We have traded order for speed (Hashes). But probability cannot reason. It cannot say "Give me all users older than 18."

To regain meaning, we must organize data again. We build a Tree.

But for the machine, a tree is just a beautiful nightmare.

The Price of Meaning

A Binary Tree is a structure where every decision cuts the world in half. It is theoretically perfect: log(N) steps.

But physically, every step is a Dependent Load. You cannot find the child until you have loaded the parent.

The CPU cannot prefetch. It cannot guess. It must wait.

The Branch Penalty

Trees do not just cause cache misses. They cause branch mispredictions.

Every comparison is a fork: Left or Right? The CPU guesses. If it guesses wrong, it throws away its work and restarts the pipeline.

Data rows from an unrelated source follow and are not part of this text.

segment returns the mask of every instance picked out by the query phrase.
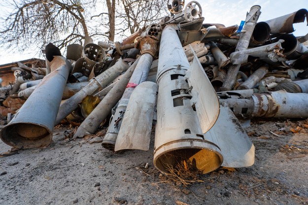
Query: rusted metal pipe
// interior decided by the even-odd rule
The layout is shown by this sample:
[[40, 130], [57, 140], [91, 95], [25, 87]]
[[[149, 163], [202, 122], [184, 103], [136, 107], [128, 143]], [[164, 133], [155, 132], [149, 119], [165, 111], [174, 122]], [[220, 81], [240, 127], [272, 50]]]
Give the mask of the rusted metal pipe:
[[[82, 88], [84, 88], [88, 84], [88, 82], [67, 84], [66, 86], [64, 87], [62, 100], [66, 100], [73, 96]], [[18, 96], [27, 99], [37, 87], [37, 85], [34, 85], [21, 90], [18, 93]]]
[[300, 43], [292, 34], [284, 34], [277, 37], [278, 40], [283, 40], [281, 46], [284, 49], [282, 53], [288, 60], [296, 60], [308, 51], [307, 47]]
[[220, 99], [219, 101], [226, 102], [235, 115], [240, 117], [308, 117], [307, 93], [291, 93], [280, 90], [270, 94], [255, 93], [246, 99], [238, 98], [237, 95], [235, 99]]
[[114, 150], [114, 145], [131, 95], [137, 85], [146, 80], [156, 53], [158, 43], [156, 38], [147, 36], [139, 39], [137, 43], [142, 54], [130, 79], [129, 85], [119, 102], [118, 107], [102, 144], [106, 149]]
[[246, 49], [242, 51], [234, 52], [230, 55], [231, 63], [234, 64], [242, 64], [247, 63], [248, 56], [268, 59], [273, 62], [285, 61], [285, 56], [283, 54], [282, 43], [283, 40], [278, 42]]
[[55, 121], [71, 67], [69, 62], [62, 56], [54, 57], [54, 61], [59, 63], [59, 67], [43, 79], [18, 113], [0, 132], [0, 138], [10, 146], [41, 147], [51, 141]]
[[262, 44], [270, 38], [270, 34], [271, 29], [269, 25], [265, 22], [258, 22], [252, 33], [251, 42], [257, 45]]
[[112, 107], [121, 99], [129, 80], [136, 68], [137, 61], [125, 72], [124, 76], [100, 102], [92, 112], [82, 122], [77, 129], [73, 137], [82, 137], [87, 133], [94, 134], [108, 114]]
[[56, 124], [59, 123], [69, 113], [78, 107], [78, 104], [87, 95], [92, 95], [98, 88], [104, 88], [109, 83], [122, 72], [126, 70], [129, 66], [122, 59], [119, 59], [115, 64], [104, 72], [94, 77], [82, 90], [67, 99], [60, 105], [56, 120]]
[[304, 22], [305, 18], [308, 23], [308, 11], [304, 8], [297, 11], [266, 21], [272, 34], [287, 33], [294, 31], [293, 24]]
[[[196, 41], [190, 43], [189, 45], [193, 48], [194, 51], [195, 51], [196, 55], [197, 55], [198, 58], [203, 56], [207, 53], [207, 49], [205, 46], [204, 43], [202, 43], [200, 41]], [[183, 49], [185, 52], [187, 60], [189, 62], [190, 62], [194, 58], [194, 54], [190, 49], [189, 45], [184, 46]]]
[[215, 60], [216, 60], [216, 62], [218, 64], [219, 68], [224, 67], [230, 63], [230, 58], [227, 58], [227, 56], [224, 54], [222, 51], [220, 50], [214, 42], [210, 42], [209, 46], [211, 52], [213, 54]]
[[[246, 17], [245, 21], [245, 24], [243, 28], [245, 33], [240, 35], [235, 52], [243, 51], [248, 48], [255, 26], [261, 14], [260, 9], [261, 6], [259, 5], [255, 5], [250, 8], [250, 11]], [[232, 89], [240, 67], [240, 64], [234, 64], [229, 68], [225, 81], [222, 87], [220, 88], [221, 91]]]
[[296, 81], [281, 82], [275, 88], [275, 90], [284, 90], [288, 93], [308, 93], [308, 79]]
[[253, 88], [260, 80], [269, 72], [269, 67], [267, 66], [261, 66], [253, 73], [251, 74], [248, 79], [241, 84], [237, 90], [247, 90]]

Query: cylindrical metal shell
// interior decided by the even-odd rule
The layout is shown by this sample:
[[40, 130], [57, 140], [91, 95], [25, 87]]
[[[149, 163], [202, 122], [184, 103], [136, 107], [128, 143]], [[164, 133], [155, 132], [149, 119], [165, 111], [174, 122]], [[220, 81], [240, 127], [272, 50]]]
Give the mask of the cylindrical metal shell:
[[132, 83], [133, 86], [125, 89], [123, 95], [119, 101], [119, 104], [115, 110], [112, 121], [109, 126], [107, 133], [103, 141], [102, 145], [106, 149], [112, 151], [114, 150], [114, 145], [121, 127], [123, 116], [131, 95], [135, 89], [134, 85], [137, 86], [146, 80], [152, 61], [153, 56], [149, 53], [144, 53], [140, 57], [139, 62], [130, 79], [129, 83]]
[[250, 75], [248, 79], [242, 83], [238, 90], [248, 90], [253, 88], [254, 86], [269, 72], [267, 66], [262, 66]]
[[126, 70], [128, 67], [127, 63], [120, 59], [113, 66], [93, 78], [84, 88], [61, 103], [56, 124], [59, 123], [68, 114], [77, 108], [78, 103], [81, 102], [87, 95], [92, 94], [100, 87], [104, 88], [121, 72]]
[[14, 118], [1, 130], [0, 138], [5, 143], [15, 147], [30, 148], [46, 146], [51, 141], [70, 68], [68, 61], [61, 60], [62, 65], [43, 79]]
[[[236, 52], [242, 51], [248, 48], [255, 26], [261, 14], [260, 9], [261, 6], [259, 5], [253, 6], [250, 8], [250, 11], [246, 17], [246, 23], [244, 26], [243, 30], [245, 32], [241, 34], [235, 49]], [[231, 59], [231, 61], [232, 60]], [[222, 87], [220, 88], [221, 91], [226, 91], [232, 89], [240, 67], [240, 65], [233, 65], [229, 68], [225, 81]]]
[[282, 82], [279, 84], [275, 90], [284, 90], [288, 93], [308, 93], [308, 79], [293, 82]]
[[[165, 72], [170, 69], [176, 68], [177, 67], [182, 67], [182, 69], [187, 69], [189, 68], [189, 63], [187, 60], [186, 56], [183, 50], [176, 32], [171, 32], [174, 31], [171, 26], [166, 26], [163, 32], [168, 33], [169, 35], [165, 35], [164, 38], [161, 38], [160, 44], [159, 60], [158, 61], [158, 68], [156, 81], [160, 76]], [[180, 46], [171, 45], [171, 42], [176, 43], [176, 45], [181, 45]], [[160, 51], [164, 51], [164, 54], [162, 55]], [[185, 59], [186, 59], [185, 60]]]
[[159, 59], [154, 165], [165, 173], [183, 160], [203, 173], [217, 169], [222, 156], [216, 145], [204, 138], [192, 97], [185, 92], [189, 64], [176, 32], [169, 25], [163, 31]]
[[[135, 61], [136, 62], [136, 61]], [[136, 65], [136, 64], [135, 64]], [[121, 99], [126, 86], [132, 76], [136, 66], [131, 66], [122, 77], [105, 97], [97, 105], [92, 112], [82, 122], [74, 135], [74, 138], [84, 136], [86, 132], [94, 134], [99, 128], [111, 109]]]
[[284, 40], [281, 43], [284, 49], [282, 53], [286, 56], [288, 60], [296, 60], [300, 57], [303, 53], [308, 51], [308, 48], [300, 43], [296, 37], [292, 34], [283, 34], [277, 38]]

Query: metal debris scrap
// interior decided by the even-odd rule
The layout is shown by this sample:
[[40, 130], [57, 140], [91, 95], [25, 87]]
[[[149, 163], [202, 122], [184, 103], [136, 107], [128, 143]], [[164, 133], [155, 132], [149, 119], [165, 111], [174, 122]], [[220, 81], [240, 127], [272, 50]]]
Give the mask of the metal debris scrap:
[[15, 83], [0, 87], [0, 138], [44, 147], [68, 123], [78, 126], [71, 138], [101, 133], [106, 149], [147, 150], [154, 124], [162, 172], [252, 165], [254, 146], [237, 117], [308, 117], [308, 37], [291, 34], [308, 11], [258, 22], [255, 5], [226, 27], [206, 23], [197, 1], [184, 5], [168, 2], [169, 16], [121, 43], [87, 36], [66, 59], [49, 44], [46, 68], [12, 68]]

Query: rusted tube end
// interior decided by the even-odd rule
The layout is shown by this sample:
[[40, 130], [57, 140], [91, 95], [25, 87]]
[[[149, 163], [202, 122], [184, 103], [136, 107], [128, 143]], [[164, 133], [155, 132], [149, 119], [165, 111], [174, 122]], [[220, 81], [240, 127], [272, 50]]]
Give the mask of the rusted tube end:
[[270, 38], [271, 28], [268, 24], [265, 22], [259, 22], [256, 24], [251, 40], [252, 43], [256, 44], [263, 43]]
[[147, 35], [138, 38], [135, 45], [135, 48], [140, 50], [141, 55], [149, 53], [155, 57], [157, 51], [158, 39], [154, 36]]
[[102, 146], [105, 149], [114, 152], [115, 141], [117, 137], [118, 134], [117, 133], [107, 133], [103, 140]]
[[281, 90], [284, 90], [288, 93], [302, 93], [303, 91], [299, 85], [295, 83], [288, 82], [279, 84], [274, 88], [275, 91], [277, 91]]
[[51, 142], [52, 132], [34, 123], [13, 123], [1, 130], [0, 138], [6, 144], [18, 148], [43, 147]]
[[171, 168], [176, 167], [183, 161], [190, 161], [194, 169], [206, 173], [219, 168], [223, 157], [215, 144], [196, 139], [172, 142], [154, 151], [154, 164], [165, 173], [170, 173]]

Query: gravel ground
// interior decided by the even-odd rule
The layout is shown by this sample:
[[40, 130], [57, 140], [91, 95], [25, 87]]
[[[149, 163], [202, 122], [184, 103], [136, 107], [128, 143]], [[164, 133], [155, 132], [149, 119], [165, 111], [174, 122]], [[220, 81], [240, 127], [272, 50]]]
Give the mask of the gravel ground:
[[0, 142], [0, 205], [308, 204], [307, 122], [252, 121], [254, 165], [220, 168], [187, 187], [154, 167], [154, 135], [148, 151], [115, 153], [101, 137], [69, 140], [63, 126], [46, 148]]

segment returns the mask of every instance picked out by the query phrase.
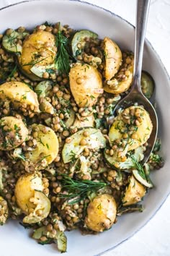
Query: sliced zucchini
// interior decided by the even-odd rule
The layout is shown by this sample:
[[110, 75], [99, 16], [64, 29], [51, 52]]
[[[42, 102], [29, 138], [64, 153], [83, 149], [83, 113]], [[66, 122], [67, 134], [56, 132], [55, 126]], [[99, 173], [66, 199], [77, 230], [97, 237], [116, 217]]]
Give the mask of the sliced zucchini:
[[[130, 106], [126, 108], [129, 110], [129, 112], [130, 112], [130, 108], [131, 108], [130, 111], [138, 111], [141, 121], [138, 126], [136, 127], [138, 129], [135, 132], [135, 137], [130, 137], [126, 140], [128, 145], [128, 151], [133, 150], [143, 145], [150, 137], [153, 129], [153, 124], [149, 114], [143, 108], [138, 106]], [[116, 140], [122, 139], [123, 132], [122, 132], [122, 130], [127, 130], [128, 129], [127, 127], [128, 126], [127, 123], [123, 121], [122, 113], [122, 111], [121, 111], [118, 116], [115, 118], [114, 122], [109, 129], [109, 137], [111, 142], [114, 142]], [[128, 130], [126, 132], [128, 134], [130, 131]]]
[[[88, 137], [84, 136], [84, 132], [89, 134]], [[69, 143], [65, 143], [62, 150], [62, 158], [64, 163], [71, 162], [73, 158], [79, 158], [85, 148], [99, 149], [106, 146], [106, 139], [100, 130], [96, 128], [82, 129], [71, 135], [70, 140]], [[82, 140], [86, 140], [86, 145], [81, 145]]]
[[7, 202], [0, 196], [0, 226], [4, 225], [8, 218], [8, 205]]
[[135, 211], [142, 213], [144, 210], [144, 208], [142, 205], [132, 205], [128, 206], [122, 206], [120, 208], [118, 209], [117, 212], [117, 216], [121, 216], [123, 213], [133, 213]]
[[[130, 62], [127, 64], [128, 61]], [[133, 54], [131, 52], [126, 52], [118, 72], [112, 80], [105, 82], [104, 90], [117, 95], [128, 90], [133, 81]]]
[[[30, 213], [28, 216], [23, 218], [23, 223], [35, 223], [41, 221], [43, 218], [46, 218], [50, 211], [50, 200], [42, 192], [35, 191], [35, 198], [37, 201], [33, 213]], [[41, 214], [38, 213], [41, 212]]]
[[24, 40], [22, 54], [18, 56], [18, 61], [22, 72], [25, 75], [30, 79], [40, 80], [42, 77], [34, 74], [30, 69], [37, 65], [48, 67], [53, 64], [55, 56], [56, 47], [54, 35], [40, 30], [35, 31]]
[[143, 93], [146, 98], [150, 99], [155, 89], [155, 82], [151, 74], [146, 71], [142, 71], [140, 85]]
[[21, 119], [4, 116], [0, 119], [0, 150], [11, 150], [25, 141], [28, 129]]
[[42, 81], [36, 86], [35, 92], [38, 95], [40, 111], [50, 114], [54, 114], [54, 108], [52, 104], [45, 99], [49, 91], [51, 91], [53, 82], [47, 80]]
[[[116, 169], [118, 168], [119, 170], [125, 170], [134, 167], [134, 163], [130, 156], [128, 156], [127, 160], [125, 162], [121, 162], [119, 161], [116, 153], [111, 156], [106, 153], [106, 150], [107, 149], [104, 151], [104, 157], [107, 163], [109, 166]], [[141, 161], [143, 159], [143, 148], [138, 147], [135, 149], [134, 153], [132, 155], [134, 156], [138, 162]], [[116, 166], [119, 166], [119, 168]]]
[[83, 30], [76, 32], [71, 41], [73, 55], [75, 58], [81, 55], [86, 45], [86, 39], [97, 39], [98, 35], [90, 30]]
[[47, 66], [34, 65], [30, 69], [30, 71], [37, 77], [44, 79], [43, 74], [48, 72], [48, 74], [57, 74], [58, 69], [55, 64]]
[[2, 38], [2, 46], [8, 51], [22, 53], [22, 46], [17, 43], [18, 39], [22, 40], [28, 33], [19, 33], [13, 30], [10, 35], [5, 35]]
[[146, 195], [146, 188], [132, 175], [130, 183], [126, 188], [123, 199], [123, 205], [133, 205], [142, 200]]
[[122, 56], [115, 42], [109, 38], [104, 38], [103, 41], [106, 62], [105, 78], [107, 80], [110, 80], [119, 70]]
[[58, 140], [54, 131], [45, 125], [32, 124], [32, 132], [37, 132], [37, 146], [33, 150], [27, 152], [26, 159], [40, 170], [51, 163], [57, 157]]

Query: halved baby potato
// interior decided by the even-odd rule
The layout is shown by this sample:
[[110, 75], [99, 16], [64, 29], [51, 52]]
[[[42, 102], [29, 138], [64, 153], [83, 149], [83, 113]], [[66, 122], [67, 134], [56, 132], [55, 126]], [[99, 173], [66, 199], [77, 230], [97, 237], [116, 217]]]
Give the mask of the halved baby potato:
[[104, 38], [104, 51], [106, 61], [105, 78], [110, 80], [122, 64], [122, 52], [116, 43], [107, 37]]
[[25, 141], [28, 130], [22, 119], [4, 116], [0, 119], [0, 150], [11, 150]]
[[[128, 150], [130, 151], [146, 143], [151, 134], [153, 124], [149, 114], [143, 108], [133, 106], [126, 109], [129, 110], [129, 112], [133, 110], [138, 111], [138, 114], [140, 119], [140, 122], [138, 122], [138, 126], [135, 126], [134, 124], [136, 131], [134, 131], [133, 135], [126, 139], [128, 145]], [[109, 137], [112, 143], [114, 143], [116, 140], [122, 139], [123, 132], [122, 131], [127, 129], [127, 123], [124, 121], [122, 114], [122, 111], [115, 118], [114, 122], [109, 129]], [[128, 135], [129, 132], [126, 131], [126, 133]]]
[[83, 152], [85, 148], [89, 149], [104, 148], [106, 139], [99, 129], [92, 127], [82, 129], [70, 137], [70, 142], [64, 144], [62, 158], [64, 163], [71, 162]]
[[24, 82], [12, 81], [0, 85], [0, 99], [10, 100], [17, 108], [25, 103], [34, 112], [40, 112], [37, 94]]
[[113, 225], [116, 213], [117, 205], [114, 197], [107, 194], [99, 195], [87, 207], [85, 224], [89, 229], [102, 232]]
[[6, 223], [8, 214], [7, 202], [0, 196], [0, 226], [4, 225]]
[[105, 82], [104, 90], [117, 95], [130, 88], [133, 82], [133, 59], [132, 52], [127, 51], [123, 54], [122, 64], [115, 77]]
[[132, 175], [122, 199], [123, 205], [133, 205], [140, 202], [146, 195], [146, 192], [145, 187], [140, 184]]
[[102, 77], [99, 71], [88, 64], [76, 63], [69, 73], [70, 87], [79, 107], [92, 106], [103, 93]]
[[35, 190], [42, 192], [43, 189], [43, 183], [38, 173], [20, 176], [16, 183], [14, 194], [18, 206], [25, 214], [29, 213], [30, 208], [35, 208], [30, 200], [35, 197]]
[[35, 31], [24, 40], [22, 54], [18, 57], [22, 72], [31, 79], [40, 80], [31, 72], [31, 68], [37, 64], [53, 64], [56, 51], [55, 38], [51, 33], [42, 30]]
[[23, 222], [34, 223], [46, 218], [50, 211], [50, 201], [43, 193], [44, 186], [38, 173], [22, 175], [15, 186], [18, 206], [27, 216]]
[[[38, 169], [43, 168], [52, 163], [58, 153], [58, 140], [54, 131], [42, 124], [32, 124], [32, 132], [36, 132], [37, 146], [28, 151], [26, 158]], [[41, 166], [42, 162], [42, 166]]]

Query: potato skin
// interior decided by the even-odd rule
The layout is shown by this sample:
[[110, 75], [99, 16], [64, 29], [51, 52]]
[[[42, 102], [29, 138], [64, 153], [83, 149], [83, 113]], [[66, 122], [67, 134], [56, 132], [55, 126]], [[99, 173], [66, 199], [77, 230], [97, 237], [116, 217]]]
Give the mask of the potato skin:
[[24, 82], [6, 82], [0, 85], [0, 98], [9, 99], [14, 104], [26, 103], [34, 106], [35, 112], [40, 112], [37, 95]]
[[105, 77], [110, 80], [119, 70], [122, 64], [122, 52], [119, 46], [109, 38], [104, 38], [104, 51], [105, 54]]
[[4, 116], [0, 119], [0, 150], [11, 150], [18, 147], [27, 135], [27, 128], [21, 119]]
[[18, 206], [25, 214], [29, 213], [29, 209], [35, 208], [35, 205], [30, 201], [31, 197], [34, 197], [35, 190], [42, 191], [43, 189], [41, 177], [37, 173], [24, 174], [19, 178], [14, 195]]
[[145, 195], [145, 187], [139, 183], [132, 175], [122, 200], [123, 205], [133, 205], [140, 201]]
[[76, 64], [70, 70], [70, 88], [77, 105], [92, 106], [102, 90], [102, 80], [98, 70], [88, 64]]
[[37, 132], [37, 147], [29, 154], [28, 160], [32, 163], [38, 163], [40, 167], [40, 161], [42, 159], [41, 155], [43, 154], [48, 165], [58, 155], [59, 150], [58, 137], [52, 129], [45, 125], [32, 124], [32, 132], [35, 129]]
[[[128, 151], [133, 150], [143, 145], [148, 140], [153, 129], [153, 124], [149, 114], [143, 108], [140, 106], [133, 106], [131, 108], [131, 109], [134, 110], [138, 109], [142, 114], [141, 123], [140, 123], [138, 127], [138, 130], [135, 132], [137, 138], [130, 138], [128, 140]], [[127, 108], [127, 109], [128, 108]], [[122, 129], [126, 126], [126, 124], [122, 120], [121, 114], [116, 116], [114, 120], [109, 132], [109, 137], [112, 142], [122, 137], [122, 134], [120, 132], [120, 129], [117, 129], [117, 124]]]
[[114, 197], [108, 194], [103, 194], [89, 204], [85, 224], [89, 229], [102, 232], [109, 229], [115, 221], [117, 205]]
[[[1, 213], [1, 211], [3, 211], [4, 213]], [[9, 210], [7, 202], [0, 196], [0, 225], [4, 225], [6, 223], [8, 214]]]
[[[55, 36], [50, 32], [38, 30], [29, 35], [23, 42], [22, 54], [19, 57], [23, 71], [32, 74], [30, 69], [36, 62], [41, 66], [53, 63], [56, 54], [55, 46]], [[42, 52], [43, 55], [40, 56]]]

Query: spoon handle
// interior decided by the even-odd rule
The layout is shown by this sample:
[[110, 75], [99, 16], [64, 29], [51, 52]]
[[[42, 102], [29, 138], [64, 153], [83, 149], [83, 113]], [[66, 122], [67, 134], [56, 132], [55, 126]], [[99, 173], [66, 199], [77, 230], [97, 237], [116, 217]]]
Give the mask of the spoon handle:
[[135, 90], [140, 93], [141, 93], [143, 53], [149, 5], [150, 0], [137, 0], [133, 86], [131, 90]]

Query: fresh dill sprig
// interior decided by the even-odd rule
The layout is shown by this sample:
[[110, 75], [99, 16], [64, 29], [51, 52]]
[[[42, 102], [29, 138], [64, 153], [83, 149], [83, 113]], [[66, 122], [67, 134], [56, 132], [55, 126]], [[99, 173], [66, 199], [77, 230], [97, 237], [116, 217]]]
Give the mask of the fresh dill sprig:
[[68, 194], [61, 193], [59, 197], [68, 200], [73, 200], [69, 204], [73, 204], [84, 200], [88, 195], [107, 185], [104, 182], [95, 182], [90, 180], [75, 180], [66, 174], [61, 174], [61, 176], [62, 176], [62, 179], [61, 179], [62, 187], [67, 191]]
[[56, 35], [56, 46], [58, 48], [58, 52], [55, 65], [58, 73], [68, 74], [70, 70], [68, 38], [62, 34], [60, 29]]
[[134, 164], [134, 167], [136, 168], [137, 171], [138, 171], [139, 175], [144, 179], [147, 180], [146, 175], [143, 166], [138, 162], [135, 158], [133, 155], [130, 155], [132, 161]]

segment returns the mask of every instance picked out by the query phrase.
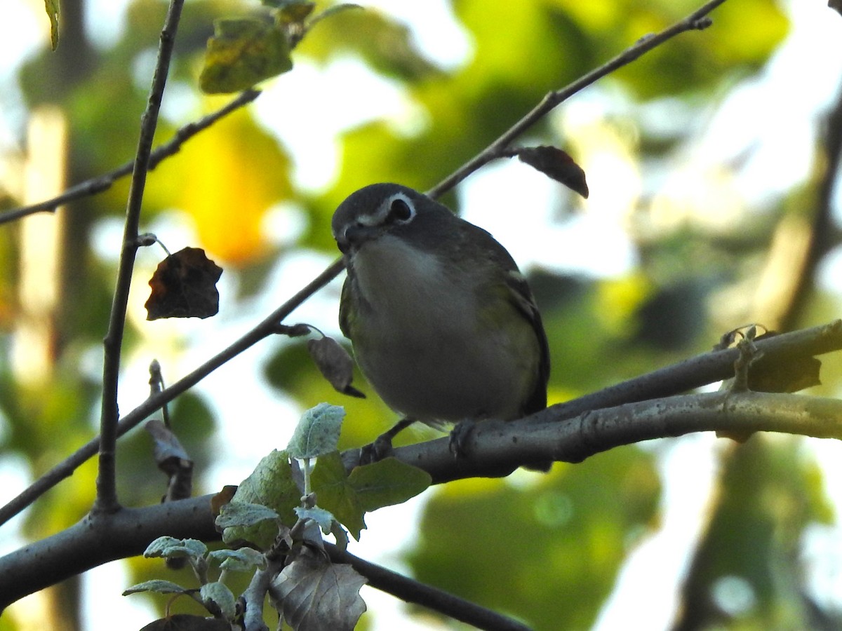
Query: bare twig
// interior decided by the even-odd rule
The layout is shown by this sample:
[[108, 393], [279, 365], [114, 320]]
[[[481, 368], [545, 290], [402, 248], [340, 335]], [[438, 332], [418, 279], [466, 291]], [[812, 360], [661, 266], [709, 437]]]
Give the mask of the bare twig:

This is why a tree search can be slower than a linear scan even when log(N) is smaller than N.

The Cost of Maintenance

Trees are expensive to keep balanced. Every insertion may trigger node splits, pointer rewrites, cache invalidations, and coherence storms.

Trees give you meaning, but they demand constant repair.

Physics Lens: Latency ↑↑↑ (Chains) | Bandwidth ↓ (Wasted) | Coherence ↓ (Pointer Chasing)
Experiment: Compare Binary Tree vs B-Tree.
The Binary Tree forces many small jumps (Pointer Hell). The B-Tree loads a wide block of keys at once (Cache Heaven).
Fan-out beats Depth.

The Four Lenses

Let's audit the Tree.

Hypotheses
Why do databases use B-Trees?

Because accessing the Disk is slow (milliseconds). We want to load as much info as possible in one go. A B-Tree node can be 4KB (one page), holding hundreds of keys. A Binary Tree node holds 1.

Is log(N) always fast?

No. log2(N) involves many physical steps. log100(N) (B-Tree) involves very few updates. CPU cycles are cheap; Memory Latency is expensive. We spend cycles scanning a fat node to save on fetching a cold pointer.

Why do textbooks still teach Binary Search Trees?

Because they are mathematically clean and easy to draw on a whiteboard. Real machines do not operate on whiteboards. They operate on cache lines, pipelines, and pages. Binary Trees are a teaching tool, not a performance tool.

We have rebuilt the world. Structure exists. But structure does nothing by itself. To make it move, we need time, prediction, and illusion.